Le Poids du coeur, Rosa Montero

Ed. Métailié, traduit de l'espagnol (Espagne) par Myriam Chirousse, janvier 2016, 356 pages, 22 euros.

 Aimer - vivre - mourir


Rosa Montero a bâti son roman autour de cette réplique de Macbeth, citée en exergue :
"Ne peux-tu donc soigner un esprit malade, arracher de la mémoire un chagrin enraciné, effacer les soucis gravés dans le cerveau et, par la vertu de quelque bienfaisant antidote d'oubli, nettoyer le sein encombré de cette matière pernicieuse qui pèse sur le cœur ?"

Le lecteur retrouve l'héroïne de Des larmes sous la pluie, Bruna Husky, une réplicante (une rep pour les intimes) qui ressemble à s'y méprendre aux créatures inventées par Philip K. Dick dans  Les Androïdes rêvent-ils de moutons électriques ?, sauf que les humanoïdes de Montero supportent les animaux et sont capables d'émotions. En tournant les pages, on se souvient des réplicants de Blade Runner, le film de Ridley Scott (1982), surtout quand on apprend que l'obsession première de Bruna est le temps qui lui reste. Ces trois ans et quelques mois qui lui sont encore autorisés la rendent folle et incapable de profiter de l'instant présent, surtout depuis que son compagnon Merlin s'en est allé, terrassé par le TTT, le syndrome de fin de vie des robots. De toute façon, son quotidien est quelque peu morose. C'est une détective privée,  mais ses clients ont pris la fâcheuse habitude de ne pas la payer, et les contrats se comptent sur les doigts d'une main. A force d'avoir du temps pour réfléchir, Bruna se pose trop de questions sur sa mémoire implantée, le sens de son existence et son rapport affectif aux autres.
 "Quelle arnaque, quelle escroquerie, quelle torture incessante que cette petite vie".

Parce qu'elle a encore fait parler d'elle auprès des autorités, et a pris sous son aile une gamine sauvée d'une zone urbaine interdite, Husky se voit contrainte de consulter un tripoteur, Daniel Deuil, dont l'objectif est de la détendre et d'alléger le poids de ses chagrins par toute une série de massages et séances zen. Mais quand on a le cœur trop lourd, même artificiel, il est difficile de lâcher prise.

"Non, elle n'était pas un tigre, elle n'était rien, personne. Trop humaine pour une techno, mais tristement trop techno pour les humains.
La solitude du monstre était absolue."
En échange de soins médicaux prodiguées à la gamine dont elle a la garde, Bruna accepte une mission à haut risque, moyen pour elle de rompre avec la solitude qui la ronge. Seule l'action donne un sens à sa vie. Son enquête l'emmènera de l'île spatiale de Labari, véritable dictature de castes, jusqu'aux terres immergées finlandaises,sur la piste du plus gros scandale écologique nucléaire de l'histoire de l'Humanité. L'aventure lui permet aussi de trouver enfin la véritable nature de sa création :
"Douze... soupira Bruna avec amertume. Comme douze chaises, comme douze voitures... nous sommes des produits en série. Maudits soient les humains".

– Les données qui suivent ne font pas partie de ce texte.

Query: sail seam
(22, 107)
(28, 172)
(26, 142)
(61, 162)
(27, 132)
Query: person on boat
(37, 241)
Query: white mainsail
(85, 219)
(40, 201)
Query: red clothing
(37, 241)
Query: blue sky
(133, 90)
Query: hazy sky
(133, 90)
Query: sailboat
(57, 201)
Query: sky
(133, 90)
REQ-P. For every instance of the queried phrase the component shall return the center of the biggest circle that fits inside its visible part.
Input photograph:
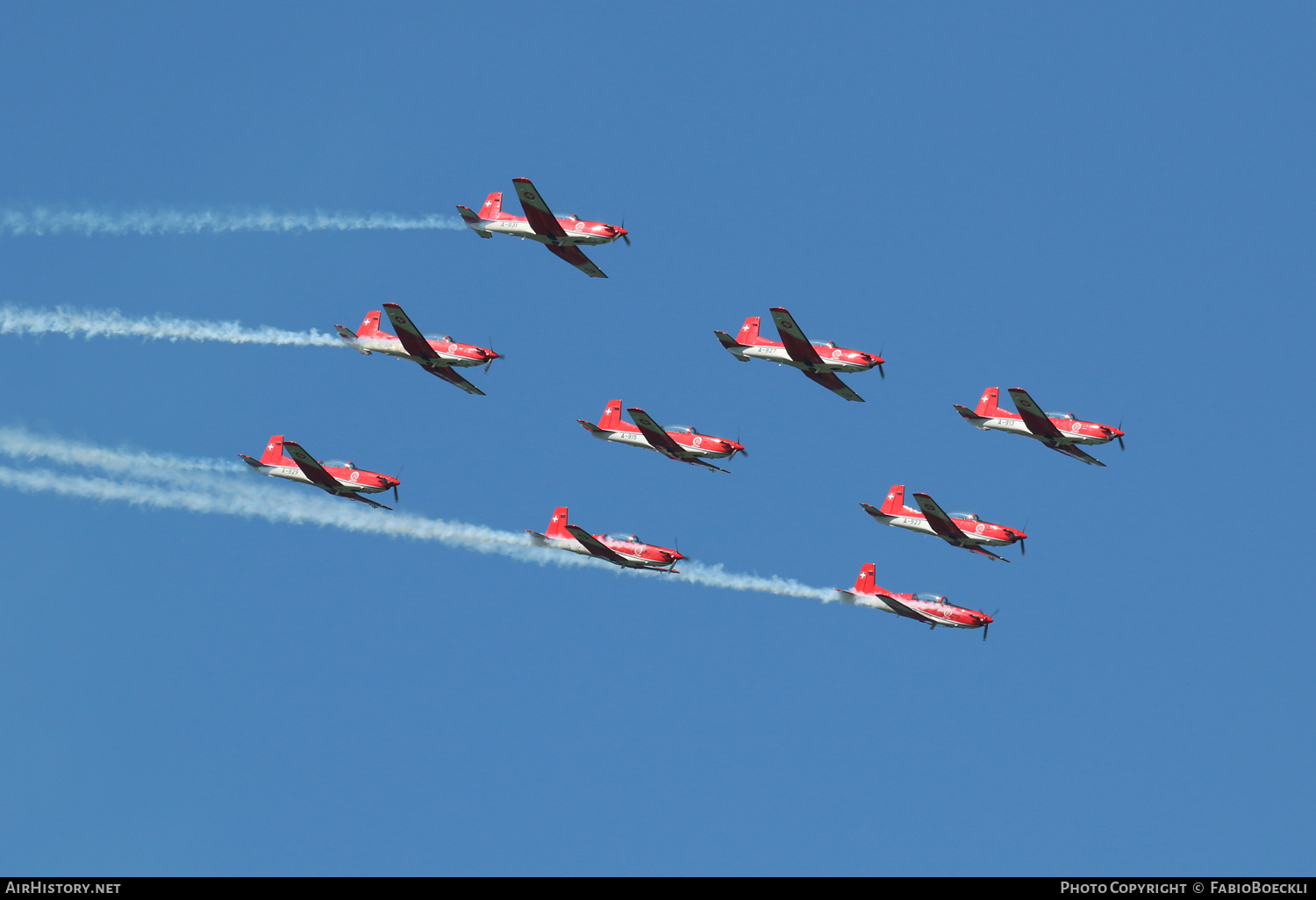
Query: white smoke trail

Le Poids du cœur est une vitrine des états d'âme de Bruna Husky. et du sens qu'elle donne à son existence.Pourtant, les amateurs de roman d'anticipation seront aussi servis car Rosa Montero excelle dans la description de notre monde en devenir et de son fonctionnement, poussant même la vraisemblance en proposant en postface toute une série de documents extraits des Archives centrales des Etats-Unis de la Terre. La traductrice, Myriam Chirousse, a su donner un équilibre entre descriptions post-apocalyptiques et tourments de l' âme artificielle.

Bruna doit comprendre qu'il y a un temps pour tout, même pour mourir. L'obsession est la force littéraire de cette œuvre dont l'intrigue finalement n'est que secondaire. Les états d'âme de la réplicante coulent à chaque page, comme "les larmes sous la pluie", sans pour autant en atteindre la dimension poétique de la dernière réplique de Roy Batty (Rutger Hauer) dans Blade Runner alors qu'il tient une colombe dans la main :
" J'ai vu tant de choses que vous, humains, ne pourriez pas croire. De grands navires en feu surgissant de l'épaule d'Orion. J'ai vu des rayons fabuleux, des rayons C, briller dans l'ombre de la porte de Tannhäuser. Tous ces moments se perdront dans l'oubli comme les larmes sous la pluie. Il est temps de mourir".